Another benefit of nickel manganese batteries is that they’re cheaper to manufacture.
“Cobalt is expensive,” he explained. “What we’ve done is take expensive cobalt and substituted something cheaper, nickel and manganese.”
Improving Anodes, Electrolytes
In addition to improving the cathode element in batteries, 3M is also working on the anode and electrolyte components, too.
It has developed a metal alloy substitute for the graphite now used in anodes. “It has a significant improvement in thermal stability over graphite,” Koneripalli claimed.
Moreover, he contended that the technology can improve battery run times by as much as 30 percent.
He also noted that the company is using its fluoro-chemical technology to improve electrolytes in batteries.
“Some of our fluoro chemicals are non-flammable and we are trying to develop new electrolyte systems based on those chemistries and technologies,” he noted.
Silver Zinc Alternative
Another approach to battery safety is to forget about lithium ion batteries entirely and move to something more stable, like silver zinc batteries.
Those batteries have been around for some time, but their performance doesn’t compare favorably with lithium ion batteries.
“Lithium ion batteries can last five years; silver zinc about a year and a half,” observed Albert Himy, a consultant in University Park, Md. and an author whose books include Silver-Zinc Battery: Best Practices, Facts and Reflections and Silver-Zinc Battery: Phenomena and Design Principles.
A lithium ion battery can be recharged about 500 times, he added, while a silver zinc one only 50 to 60 times.
“Silver zinc has the potential mainly for military applications, not commercial applications,” he asserted.
However, a company in Camarillo, Calif., called Zinc Matrix Power, believes its licked the liabilities associated with silver zinc batteries.
According to Zinc Matrix President and CEO Ross Dueber, his company’s silver zinc batteries can be recharged “several hundred times.”
Moreover, they can provide more energy than the competing technology. “They can offer as much as twice the energy density that lithium ion can,” he told TechNewsWorld.

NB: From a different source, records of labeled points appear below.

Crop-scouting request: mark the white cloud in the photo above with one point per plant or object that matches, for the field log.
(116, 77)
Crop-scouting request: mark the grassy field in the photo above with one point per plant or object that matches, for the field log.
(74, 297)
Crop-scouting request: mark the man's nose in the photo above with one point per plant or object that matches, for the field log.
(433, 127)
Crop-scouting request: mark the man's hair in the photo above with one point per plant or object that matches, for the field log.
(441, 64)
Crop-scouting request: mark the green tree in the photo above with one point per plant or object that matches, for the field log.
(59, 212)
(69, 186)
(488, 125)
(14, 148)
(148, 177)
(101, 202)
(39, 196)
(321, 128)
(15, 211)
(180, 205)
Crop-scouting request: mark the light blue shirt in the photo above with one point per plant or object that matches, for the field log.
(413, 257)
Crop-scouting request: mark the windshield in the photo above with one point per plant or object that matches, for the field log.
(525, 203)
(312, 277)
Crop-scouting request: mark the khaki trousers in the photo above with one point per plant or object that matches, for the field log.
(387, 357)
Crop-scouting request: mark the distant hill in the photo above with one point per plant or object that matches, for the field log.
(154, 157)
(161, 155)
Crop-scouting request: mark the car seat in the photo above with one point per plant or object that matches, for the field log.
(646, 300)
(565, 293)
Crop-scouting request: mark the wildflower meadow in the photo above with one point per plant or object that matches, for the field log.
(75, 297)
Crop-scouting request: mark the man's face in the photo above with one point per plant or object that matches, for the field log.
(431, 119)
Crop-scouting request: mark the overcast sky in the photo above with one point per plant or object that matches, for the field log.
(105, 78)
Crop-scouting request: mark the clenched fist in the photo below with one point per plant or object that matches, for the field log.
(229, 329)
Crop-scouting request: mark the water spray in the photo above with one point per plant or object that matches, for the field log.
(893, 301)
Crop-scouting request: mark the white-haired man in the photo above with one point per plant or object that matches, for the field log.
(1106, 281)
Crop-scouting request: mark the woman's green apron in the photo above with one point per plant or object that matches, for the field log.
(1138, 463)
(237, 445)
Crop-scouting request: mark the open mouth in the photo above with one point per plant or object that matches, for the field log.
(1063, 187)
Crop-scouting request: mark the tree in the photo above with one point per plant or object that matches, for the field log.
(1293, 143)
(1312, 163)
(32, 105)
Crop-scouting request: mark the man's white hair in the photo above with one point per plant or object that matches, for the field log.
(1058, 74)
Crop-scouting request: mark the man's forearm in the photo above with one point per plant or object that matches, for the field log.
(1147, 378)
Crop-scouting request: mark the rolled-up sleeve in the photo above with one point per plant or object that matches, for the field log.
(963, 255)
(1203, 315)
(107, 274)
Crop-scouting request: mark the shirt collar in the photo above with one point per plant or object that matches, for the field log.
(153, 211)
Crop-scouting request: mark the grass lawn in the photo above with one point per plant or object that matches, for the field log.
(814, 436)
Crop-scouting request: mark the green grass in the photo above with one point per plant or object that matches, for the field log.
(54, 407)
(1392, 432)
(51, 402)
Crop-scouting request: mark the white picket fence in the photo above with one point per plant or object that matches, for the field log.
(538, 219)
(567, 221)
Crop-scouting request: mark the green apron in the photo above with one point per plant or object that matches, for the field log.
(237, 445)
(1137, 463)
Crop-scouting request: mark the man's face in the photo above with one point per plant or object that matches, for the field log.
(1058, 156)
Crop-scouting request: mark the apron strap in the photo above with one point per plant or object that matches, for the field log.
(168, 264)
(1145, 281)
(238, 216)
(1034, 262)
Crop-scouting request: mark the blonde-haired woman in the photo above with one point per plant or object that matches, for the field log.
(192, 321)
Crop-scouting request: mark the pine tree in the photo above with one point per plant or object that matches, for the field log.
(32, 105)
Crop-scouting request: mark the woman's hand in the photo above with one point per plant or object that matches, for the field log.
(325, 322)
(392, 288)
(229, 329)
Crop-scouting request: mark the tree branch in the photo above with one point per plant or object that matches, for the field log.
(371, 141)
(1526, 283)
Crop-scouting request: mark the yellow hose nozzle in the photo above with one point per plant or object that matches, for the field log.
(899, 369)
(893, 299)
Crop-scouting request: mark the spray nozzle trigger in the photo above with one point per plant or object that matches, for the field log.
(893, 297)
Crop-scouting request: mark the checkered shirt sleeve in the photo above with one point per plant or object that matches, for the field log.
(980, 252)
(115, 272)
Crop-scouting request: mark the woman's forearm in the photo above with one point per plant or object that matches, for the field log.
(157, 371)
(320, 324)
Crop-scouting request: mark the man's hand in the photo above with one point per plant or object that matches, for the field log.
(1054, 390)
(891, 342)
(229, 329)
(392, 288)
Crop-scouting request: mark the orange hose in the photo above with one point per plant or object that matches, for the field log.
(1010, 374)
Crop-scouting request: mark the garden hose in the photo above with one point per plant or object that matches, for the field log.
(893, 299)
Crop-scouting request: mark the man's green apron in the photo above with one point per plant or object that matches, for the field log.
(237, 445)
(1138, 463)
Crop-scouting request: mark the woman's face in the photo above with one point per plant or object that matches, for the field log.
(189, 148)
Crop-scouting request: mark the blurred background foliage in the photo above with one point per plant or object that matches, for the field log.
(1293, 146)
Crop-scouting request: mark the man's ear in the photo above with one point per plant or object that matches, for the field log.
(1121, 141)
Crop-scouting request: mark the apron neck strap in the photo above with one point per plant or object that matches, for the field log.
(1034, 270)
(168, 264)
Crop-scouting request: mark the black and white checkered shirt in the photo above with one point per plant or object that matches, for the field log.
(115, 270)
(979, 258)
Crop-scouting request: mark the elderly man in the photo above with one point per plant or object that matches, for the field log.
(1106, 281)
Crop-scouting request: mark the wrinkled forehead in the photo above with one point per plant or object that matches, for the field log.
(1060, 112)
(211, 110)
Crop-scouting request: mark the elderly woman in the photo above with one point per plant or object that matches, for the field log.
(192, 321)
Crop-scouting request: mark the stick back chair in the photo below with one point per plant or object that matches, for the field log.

The company also has a solution to another nagging concern about silver zinc batteries: the high cost of silver.
Along with the introduction of its batteries next year, it will launch a recycling program to recover the silver in them.
“We expect our recovery yields to be very high — in excess of 95 percent,” Dueber said.
He added that silver zinc batteries are safer than their lithium ion counterparts.
“Silver zinc batteries use a water-based electrolyte,” he explained. “Lithium ion uses a highly flammable organic liquid.
“Even though alternative cathode materials have been looked at, you still haven’t addressed the fundamental issue of the flammable electrolytes,” he contended. “That’s really where the fire hazard lies.
“Until you address that issue of a flammable electrolyte, you don’t have a solution that is inherently safe.”